Court rules law firm's suit against Chuck Yeager, wife does not meet anti-SLAPP criteria

By Charmaine Little | May 29, 2018

SACRAMENTO, Calif. (Legal Newsline) – A law firm and lawyers who briefly represented a record-setting test pilot and his wife were denied motion to strike a suit on anti-strategic lawsuit against public participation (SLAPP) grounds, according to a May 16 opinion in the court of appeal of the 3rd Appellate District of California.

Peter Holt, Holt Law Firm and Bethany Holt (collectively, Holt) submitted an appeal from a judgment that denied their special motion to strike after they were sued by former clients Charles E. and Victoria Yeager. Charles Yeager, better known as Chuck, is the "decorated World War II combat ace and Cold War test pilot," the court notes.

According to the opinion, the defendants were first plaintiffs when they filed a lawsuit against Victoria Yeager to receive fees. Yeager responded with a lawsuit against Holt, claiming allegations such as negligence and misappropriation of name.

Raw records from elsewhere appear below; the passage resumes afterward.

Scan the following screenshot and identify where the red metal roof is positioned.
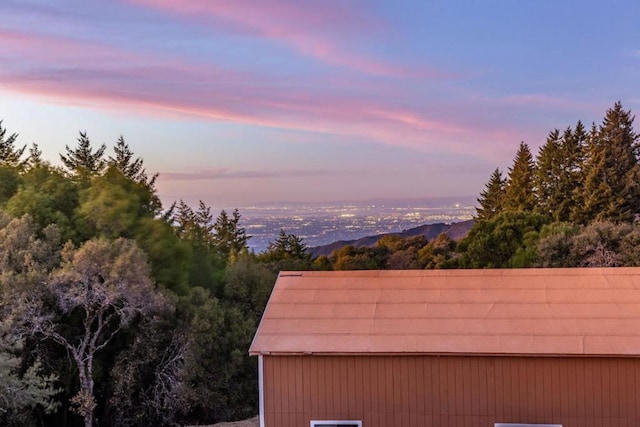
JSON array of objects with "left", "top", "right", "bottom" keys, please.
[{"left": 250, "top": 268, "right": 640, "bottom": 355}]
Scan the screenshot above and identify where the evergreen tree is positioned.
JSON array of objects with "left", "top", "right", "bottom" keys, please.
[
  {"left": 535, "top": 129, "right": 564, "bottom": 217},
  {"left": 213, "top": 209, "right": 249, "bottom": 259},
  {"left": 504, "top": 142, "right": 535, "bottom": 212},
  {"left": 554, "top": 121, "right": 587, "bottom": 221},
  {"left": 476, "top": 168, "right": 505, "bottom": 221},
  {"left": 576, "top": 102, "right": 640, "bottom": 223},
  {"left": 0, "top": 120, "right": 27, "bottom": 168},
  {"left": 27, "top": 142, "right": 44, "bottom": 169},
  {"left": 60, "top": 132, "right": 107, "bottom": 181}
]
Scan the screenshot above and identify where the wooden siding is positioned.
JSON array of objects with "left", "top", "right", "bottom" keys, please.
[{"left": 264, "top": 356, "right": 640, "bottom": 427}]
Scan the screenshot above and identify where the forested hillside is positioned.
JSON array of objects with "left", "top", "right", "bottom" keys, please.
[
  {"left": 0, "top": 128, "right": 312, "bottom": 426},
  {"left": 0, "top": 103, "right": 640, "bottom": 426}
]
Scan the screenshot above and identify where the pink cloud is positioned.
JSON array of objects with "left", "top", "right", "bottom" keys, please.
[
  {"left": 0, "top": 31, "right": 516, "bottom": 160},
  {"left": 128, "top": 0, "right": 442, "bottom": 78}
]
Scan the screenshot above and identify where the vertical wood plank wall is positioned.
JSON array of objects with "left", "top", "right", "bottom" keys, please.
[{"left": 264, "top": 356, "right": 640, "bottom": 427}]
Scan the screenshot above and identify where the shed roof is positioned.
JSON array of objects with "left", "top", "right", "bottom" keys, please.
[{"left": 250, "top": 268, "right": 640, "bottom": 356}]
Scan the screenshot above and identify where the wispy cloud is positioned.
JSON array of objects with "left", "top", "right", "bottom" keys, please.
[
  {"left": 127, "top": 0, "right": 440, "bottom": 78},
  {"left": 159, "top": 169, "right": 346, "bottom": 181},
  {"left": 0, "top": 26, "right": 490, "bottom": 155}
]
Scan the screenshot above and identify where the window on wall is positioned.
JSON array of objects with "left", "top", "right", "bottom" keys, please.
[{"left": 311, "top": 421, "right": 362, "bottom": 427}]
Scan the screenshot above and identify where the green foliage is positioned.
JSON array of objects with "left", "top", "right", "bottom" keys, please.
[
  {"left": 457, "top": 211, "right": 548, "bottom": 268},
  {"left": 0, "top": 120, "right": 27, "bottom": 169},
  {"left": 213, "top": 209, "right": 249, "bottom": 259},
  {"left": 476, "top": 168, "right": 506, "bottom": 221},
  {"left": 0, "top": 166, "right": 20, "bottom": 207},
  {"left": 418, "top": 233, "right": 456, "bottom": 270},
  {"left": 6, "top": 164, "right": 79, "bottom": 240},
  {"left": 504, "top": 142, "right": 535, "bottom": 212},
  {"left": 578, "top": 102, "right": 640, "bottom": 223},
  {"left": 60, "top": 132, "right": 107, "bottom": 183}
]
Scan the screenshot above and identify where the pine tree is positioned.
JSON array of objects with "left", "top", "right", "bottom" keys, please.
[
  {"left": 106, "top": 136, "right": 162, "bottom": 215},
  {"left": 0, "top": 120, "right": 27, "bottom": 167},
  {"left": 213, "top": 209, "right": 249, "bottom": 258},
  {"left": 60, "top": 132, "right": 107, "bottom": 181},
  {"left": 476, "top": 168, "right": 505, "bottom": 221},
  {"left": 576, "top": 102, "right": 640, "bottom": 223},
  {"left": 535, "top": 122, "right": 586, "bottom": 221},
  {"left": 504, "top": 142, "right": 535, "bottom": 212},
  {"left": 535, "top": 129, "right": 564, "bottom": 217}
]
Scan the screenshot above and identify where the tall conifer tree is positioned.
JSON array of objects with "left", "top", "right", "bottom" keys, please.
[
  {"left": 505, "top": 142, "right": 536, "bottom": 212},
  {"left": 476, "top": 168, "right": 505, "bottom": 221},
  {"left": 60, "top": 132, "right": 107, "bottom": 181},
  {"left": 577, "top": 102, "right": 640, "bottom": 223}
]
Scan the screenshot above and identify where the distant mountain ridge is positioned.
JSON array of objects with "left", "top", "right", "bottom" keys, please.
[{"left": 309, "top": 219, "right": 475, "bottom": 257}]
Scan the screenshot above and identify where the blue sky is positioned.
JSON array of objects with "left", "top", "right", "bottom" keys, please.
[{"left": 0, "top": 0, "right": 640, "bottom": 208}]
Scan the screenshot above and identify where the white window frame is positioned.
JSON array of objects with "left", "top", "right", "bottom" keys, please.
[
  {"left": 493, "top": 423, "right": 562, "bottom": 427},
  {"left": 311, "top": 420, "right": 362, "bottom": 427}
]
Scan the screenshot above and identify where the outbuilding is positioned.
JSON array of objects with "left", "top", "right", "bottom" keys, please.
[{"left": 250, "top": 268, "right": 640, "bottom": 427}]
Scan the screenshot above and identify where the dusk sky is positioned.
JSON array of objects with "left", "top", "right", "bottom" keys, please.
[{"left": 0, "top": 0, "right": 640, "bottom": 208}]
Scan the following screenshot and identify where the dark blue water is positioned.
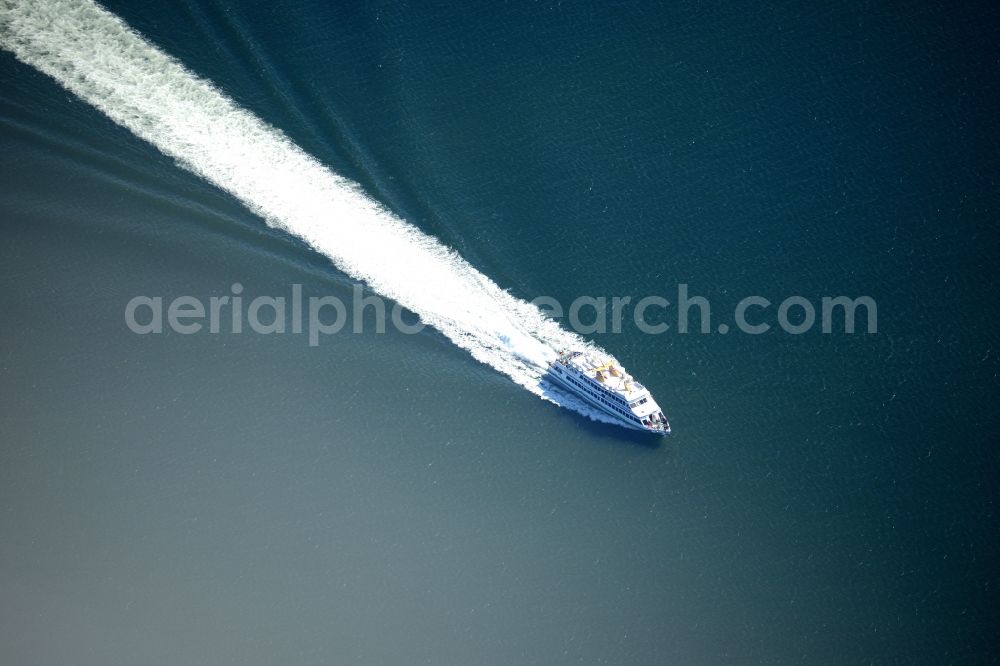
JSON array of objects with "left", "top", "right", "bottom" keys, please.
[{"left": 0, "top": 2, "right": 1000, "bottom": 664}]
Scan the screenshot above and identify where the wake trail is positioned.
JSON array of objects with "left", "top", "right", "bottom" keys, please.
[{"left": 0, "top": 0, "right": 609, "bottom": 421}]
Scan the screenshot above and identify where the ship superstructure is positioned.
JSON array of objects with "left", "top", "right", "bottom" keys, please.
[{"left": 547, "top": 351, "right": 670, "bottom": 435}]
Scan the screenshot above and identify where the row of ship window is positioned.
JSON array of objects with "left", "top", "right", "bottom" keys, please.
[{"left": 566, "top": 377, "right": 646, "bottom": 421}]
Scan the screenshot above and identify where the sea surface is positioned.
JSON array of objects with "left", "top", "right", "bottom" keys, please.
[{"left": 0, "top": 0, "right": 1000, "bottom": 665}]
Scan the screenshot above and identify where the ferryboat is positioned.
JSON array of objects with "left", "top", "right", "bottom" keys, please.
[{"left": 546, "top": 351, "right": 670, "bottom": 435}]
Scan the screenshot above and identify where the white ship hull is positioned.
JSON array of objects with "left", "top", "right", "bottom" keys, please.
[{"left": 546, "top": 351, "right": 670, "bottom": 435}]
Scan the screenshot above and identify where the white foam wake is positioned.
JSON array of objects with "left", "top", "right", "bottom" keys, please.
[{"left": 0, "top": 0, "right": 606, "bottom": 420}]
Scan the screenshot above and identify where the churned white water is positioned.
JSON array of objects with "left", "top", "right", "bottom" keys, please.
[{"left": 0, "top": 0, "right": 607, "bottom": 420}]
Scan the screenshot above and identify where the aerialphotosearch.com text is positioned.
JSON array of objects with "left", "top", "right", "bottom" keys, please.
[{"left": 125, "top": 282, "right": 878, "bottom": 347}]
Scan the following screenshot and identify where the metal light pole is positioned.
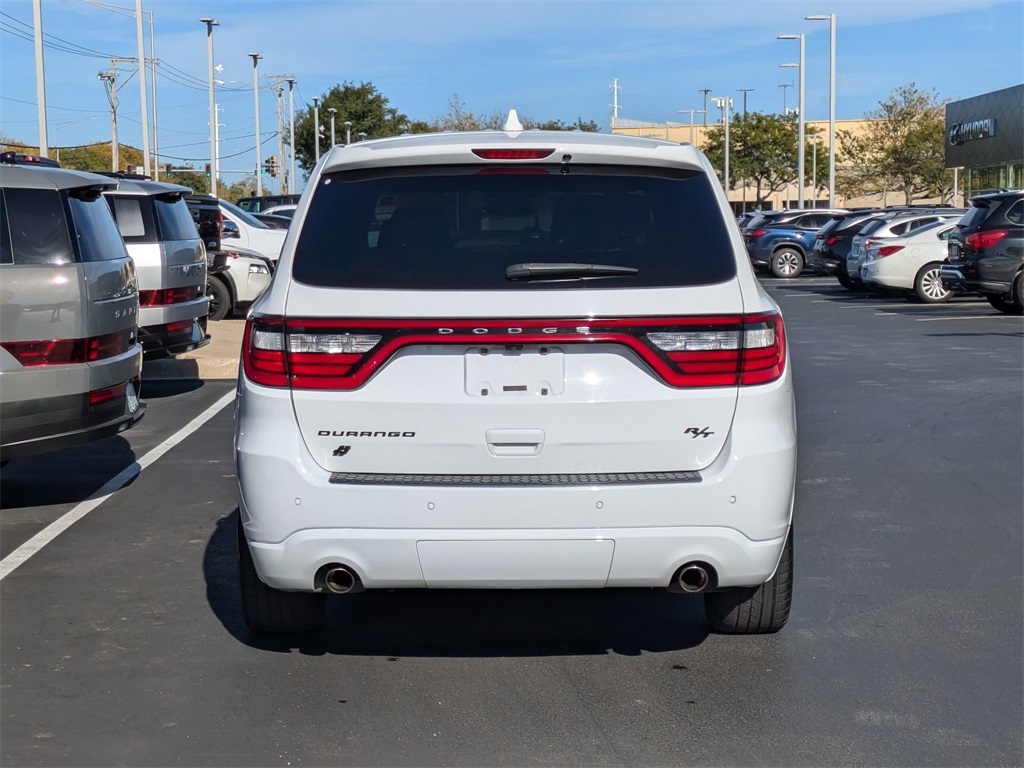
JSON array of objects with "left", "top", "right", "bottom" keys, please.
[
  {"left": 805, "top": 13, "right": 836, "bottom": 208},
  {"left": 313, "top": 96, "right": 319, "bottom": 164},
  {"left": 199, "top": 18, "right": 220, "bottom": 197},
  {"left": 32, "top": 0, "right": 50, "bottom": 158},
  {"left": 778, "top": 35, "right": 804, "bottom": 208},
  {"left": 285, "top": 77, "right": 295, "bottom": 191},
  {"left": 249, "top": 53, "right": 263, "bottom": 198}
]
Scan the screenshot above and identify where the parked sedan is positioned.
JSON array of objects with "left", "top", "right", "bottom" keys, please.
[{"left": 860, "top": 221, "right": 955, "bottom": 304}]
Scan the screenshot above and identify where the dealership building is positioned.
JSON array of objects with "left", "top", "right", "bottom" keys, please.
[{"left": 945, "top": 85, "right": 1024, "bottom": 199}]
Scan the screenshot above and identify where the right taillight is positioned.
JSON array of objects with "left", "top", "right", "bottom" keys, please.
[
  {"left": 242, "top": 313, "right": 785, "bottom": 390},
  {"left": 964, "top": 229, "right": 1010, "bottom": 250}
]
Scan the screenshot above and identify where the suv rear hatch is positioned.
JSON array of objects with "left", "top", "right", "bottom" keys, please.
[{"left": 251, "top": 165, "right": 784, "bottom": 483}]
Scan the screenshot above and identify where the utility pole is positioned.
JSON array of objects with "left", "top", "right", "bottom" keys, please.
[
  {"left": 611, "top": 78, "right": 621, "bottom": 132},
  {"left": 96, "top": 58, "right": 121, "bottom": 171},
  {"left": 135, "top": 0, "right": 150, "bottom": 176},
  {"left": 736, "top": 88, "right": 757, "bottom": 118},
  {"left": 285, "top": 75, "right": 295, "bottom": 191},
  {"left": 697, "top": 88, "right": 712, "bottom": 127},
  {"left": 249, "top": 53, "right": 263, "bottom": 198},
  {"left": 32, "top": 0, "right": 50, "bottom": 158}
]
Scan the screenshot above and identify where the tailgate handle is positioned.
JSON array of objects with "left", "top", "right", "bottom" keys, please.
[{"left": 484, "top": 429, "right": 544, "bottom": 456}]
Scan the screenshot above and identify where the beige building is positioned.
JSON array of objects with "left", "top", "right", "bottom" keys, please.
[{"left": 611, "top": 118, "right": 950, "bottom": 211}]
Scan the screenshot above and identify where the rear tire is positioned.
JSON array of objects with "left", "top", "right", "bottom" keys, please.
[
  {"left": 913, "top": 262, "right": 952, "bottom": 304},
  {"left": 206, "top": 278, "right": 231, "bottom": 321},
  {"left": 239, "top": 519, "right": 326, "bottom": 633},
  {"left": 705, "top": 526, "right": 793, "bottom": 635},
  {"left": 769, "top": 248, "right": 804, "bottom": 280}
]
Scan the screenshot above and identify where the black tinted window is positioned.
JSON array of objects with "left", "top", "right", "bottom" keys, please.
[
  {"left": 153, "top": 197, "right": 198, "bottom": 240},
  {"left": 69, "top": 196, "right": 128, "bottom": 261},
  {"left": 104, "top": 195, "right": 158, "bottom": 243},
  {"left": 293, "top": 167, "right": 736, "bottom": 290},
  {"left": 4, "top": 188, "right": 74, "bottom": 264}
]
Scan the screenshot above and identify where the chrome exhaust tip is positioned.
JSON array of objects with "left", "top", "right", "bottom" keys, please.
[
  {"left": 324, "top": 565, "right": 359, "bottom": 595},
  {"left": 676, "top": 562, "right": 711, "bottom": 595}
]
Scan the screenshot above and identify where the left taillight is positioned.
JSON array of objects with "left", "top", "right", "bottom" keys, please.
[{"left": 0, "top": 329, "right": 135, "bottom": 368}]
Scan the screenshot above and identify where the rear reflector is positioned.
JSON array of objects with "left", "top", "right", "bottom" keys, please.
[
  {"left": 0, "top": 329, "right": 135, "bottom": 367},
  {"left": 964, "top": 229, "right": 1010, "bottom": 250},
  {"left": 242, "top": 313, "right": 785, "bottom": 390},
  {"left": 473, "top": 147, "right": 555, "bottom": 160},
  {"left": 879, "top": 246, "right": 903, "bottom": 258},
  {"left": 138, "top": 286, "right": 200, "bottom": 306}
]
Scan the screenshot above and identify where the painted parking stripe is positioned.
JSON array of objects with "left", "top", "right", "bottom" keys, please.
[{"left": 0, "top": 390, "right": 234, "bottom": 582}]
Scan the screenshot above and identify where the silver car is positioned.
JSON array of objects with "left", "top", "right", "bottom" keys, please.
[
  {"left": 104, "top": 178, "right": 209, "bottom": 357},
  {"left": 0, "top": 157, "right": 145, "bottom": 461}
]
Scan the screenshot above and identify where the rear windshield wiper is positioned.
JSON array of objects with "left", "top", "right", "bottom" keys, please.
[{"left": 505, "top": 262, "right": 640, "bottom": 280}]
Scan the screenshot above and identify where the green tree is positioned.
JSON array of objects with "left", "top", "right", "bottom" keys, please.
[
  {"left": 836, "top": 83, "right": 952, "bottom": 205},
  {"left": 702, "top": 112, "right": 827, "bottom": 207},
  {"left": 292, "top": 81, "right": 412, "bottom": 171}
]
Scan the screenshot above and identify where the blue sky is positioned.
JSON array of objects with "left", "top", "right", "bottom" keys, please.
[{"left": 0, "top": 0, "right": 1024, "bottom": 191}]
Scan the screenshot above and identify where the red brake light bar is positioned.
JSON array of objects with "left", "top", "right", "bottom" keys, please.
[
  {"left": 473, "top": 147, "right": 555, "bottom": 160},
  {"left": 242, "top": 313, "right": 785, "bottom": 390}
]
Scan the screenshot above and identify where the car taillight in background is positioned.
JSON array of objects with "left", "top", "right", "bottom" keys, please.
[
  {"left": 242, "top": 313, "right": 785, "bottom": 390},
  {"left": 964, "top": 229, "right": 1010, "bottom": 250}
]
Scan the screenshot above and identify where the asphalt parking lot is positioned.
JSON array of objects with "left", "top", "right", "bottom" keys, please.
[{"left": 0, "top": 278, "right": 1024, "bottom": 766}]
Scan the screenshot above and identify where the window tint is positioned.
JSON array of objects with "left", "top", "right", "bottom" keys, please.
[
  {"left": 4, "top": 188, "right": 74, "bottom": 264},
  {"left": 293, "top": 166, "right": 736, "bottom": 290},
  {"left": 104, "top": 195, "right": 157, "bottom": 243},
  {"left": 153, "top": 195, "right": 199, "bottom": 240},
  {"left": 0, "top": 189, "right": 14, "bottom": 264},
  {"left": 69, "top": 196, "right": 128, "bottom": 261},
  {"left": 1007, "top": 200, "right": 1024, "bottom": 226}
]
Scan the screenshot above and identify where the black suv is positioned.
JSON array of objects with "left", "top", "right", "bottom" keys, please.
[{"left": 942, "top": 188, "right": 1024, "bottom": 314}]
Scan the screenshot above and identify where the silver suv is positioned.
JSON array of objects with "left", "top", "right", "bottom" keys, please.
[
  {"left": 236, "top": 116, "right": 797, "bottom": 633},
  {"left": 104, "top": 177, "right": 209, "bottom": 356},
  {"left": 0, "top": 163, "right": 145, "bottom": 461}
]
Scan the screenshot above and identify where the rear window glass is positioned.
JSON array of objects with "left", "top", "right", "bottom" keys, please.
[
  {"left": 293, "top": 166, "right": 736, "bottom": 290},
  {"left": 153, "top": 196, "right": 199, "bottom": 240},
  {"left": 105, "top": 195, "right": 157, "bottom": 243},
  {"left": 4, "top": 188, "right": 74, "bottom": 264},
  {"left": 69, "top": 197, "right": 128, "bottom": 261}
]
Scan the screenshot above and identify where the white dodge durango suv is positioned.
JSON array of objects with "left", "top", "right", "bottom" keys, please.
[{"left": 234, "top": 113, "right": 797, "bottom": 633}]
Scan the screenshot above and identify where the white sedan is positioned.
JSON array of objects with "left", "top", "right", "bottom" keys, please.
[{"left": 860, "top": 219, "right": 956, "bottom": 304}]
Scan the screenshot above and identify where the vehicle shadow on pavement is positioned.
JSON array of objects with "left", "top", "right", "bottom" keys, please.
[
  {"left": 0, "top": 435, "right": 135, "bottom": 510},
  {"left": 203, "top": 511, "right": 709, "bottom": 658}
]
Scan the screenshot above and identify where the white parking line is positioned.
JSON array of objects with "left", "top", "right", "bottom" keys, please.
[{"left": 0, "top": 390, "right": 234, "bottom": 582}]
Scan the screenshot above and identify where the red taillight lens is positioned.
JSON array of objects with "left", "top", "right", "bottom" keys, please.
[
  {"left": 138, "top": 286, "right": 199, "bottom": 306},
  {"left": 878, "top": 246, "right": 903, "bottom": 258},
  {"left": 472, "top": 147, "right": 555, "bottom": 160},
  {"left": 964, "top": 229, "right": 1010, "bottom": 250},
  {"left": 2, "top": 330, "right": 135, "bottom": 368},
  {"left": 243, "top": 314, "right": 785, "bottom": 390}
]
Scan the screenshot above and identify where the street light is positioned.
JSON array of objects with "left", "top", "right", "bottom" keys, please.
[
  {"left": 249, "top": 53, "right": 263, "bottom": 198},
  {"left": 804, "top": 13, "right": 836, "bottom": 208},
  {"left": 313, "top": 96, "right": 319, "bottom": 164},
  {"left": 199, "top": 18, "right": 220, "bottom": 197},
  {"left": 777, "top": 35, "right": 804, "bottom": 208}
]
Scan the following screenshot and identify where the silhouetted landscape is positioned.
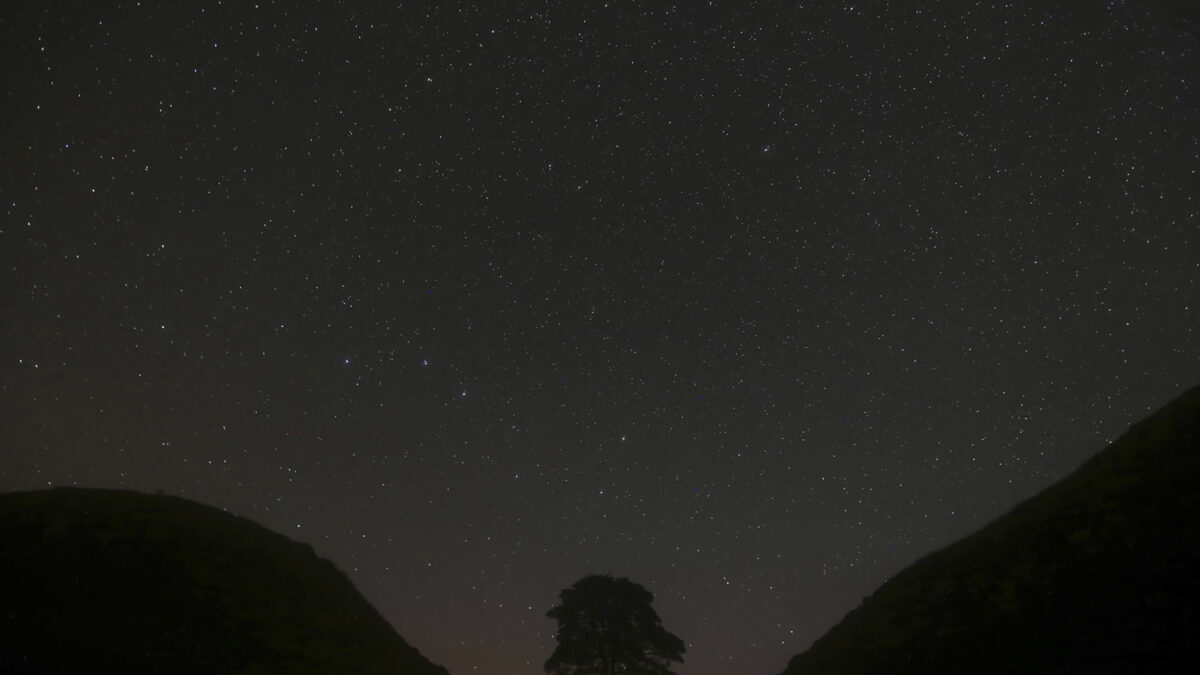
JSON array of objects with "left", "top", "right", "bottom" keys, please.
[
  {"left": 0, "top": 387, "right": 1200, "bottom": 675},
  {"left": 784, "top": 387, "right": 1200, "bottom": 675},
  {"left": 0, "top": 488, "right": 445, "bottom": 675}
]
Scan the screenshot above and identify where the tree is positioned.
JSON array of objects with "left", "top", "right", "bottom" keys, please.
[{"left": 544, "top": 574, "right": 688, "bottom": 675}]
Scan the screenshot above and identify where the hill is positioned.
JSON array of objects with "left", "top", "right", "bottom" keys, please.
[
  {"left": 784, "top": 387, "right": 1200, "bottom": 675},
  {"left": 0, "top": 488, "right": 446, "bottom": 675}
]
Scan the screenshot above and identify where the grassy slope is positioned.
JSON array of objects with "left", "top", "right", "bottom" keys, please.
[
  {"left": 0, "top": 488, "right": 445, "bottom": 675},
  {"left": 785, "top": 387, "right": 1200, "bottom": 675}
]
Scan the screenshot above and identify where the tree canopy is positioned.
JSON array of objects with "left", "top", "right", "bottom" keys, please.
[{"left": 544, "top": 574, "right": 688, "bottom": 675}]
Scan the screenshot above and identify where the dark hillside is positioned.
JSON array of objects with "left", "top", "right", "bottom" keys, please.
[
  {"left": 0, "top": 488, "right": 445, "bottom": 675},
  {"left": 785, "top": 387, "right": 1200, "bottom": 675}
]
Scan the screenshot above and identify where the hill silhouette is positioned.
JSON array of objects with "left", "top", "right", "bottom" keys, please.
[
  {"left": 784, "top": 387, "right": 1200, "bottom": 675},
  {"left": 0, "top": 488, "right": 446, "bottom": 675}
]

Holt subsequently responded and filed a motion to strike.

The appeals court agreed with the Sacramento County Superior Court's decision that “this suit does not chill protected expressive conduct or free speech on an issue of public interest,” according to the opinion.

According to the opinion, the requirements of anti-SLAPP motions are: whether the petitioner has proved the action involves protected speech or conduct, and if so, the court then determines if the opposer fulfills requirements such as probability of prevailing. The appeals court determined Holt didn’t meet the first requirement.

While the appeals court determined the evidence Holt submitted "may show legal and factual infirmities," it’s not enough to protect their anti-SLAPP motion, especially because Victoria Yeager claimed a number of Holt’s allegedly improper actions occurred after the Holt v. Yeager trial already happened.

The appeals court also stated it’s possible Yeager didn’t argue his malpractice and overbilling claims the right way as he might have had a better outcome had he requested mandatory fee arbitration.

The appeals court affirmed the lower court’s decision. It also determined Holt needs to pay the Yeagers' costs they accrued to file the appeal.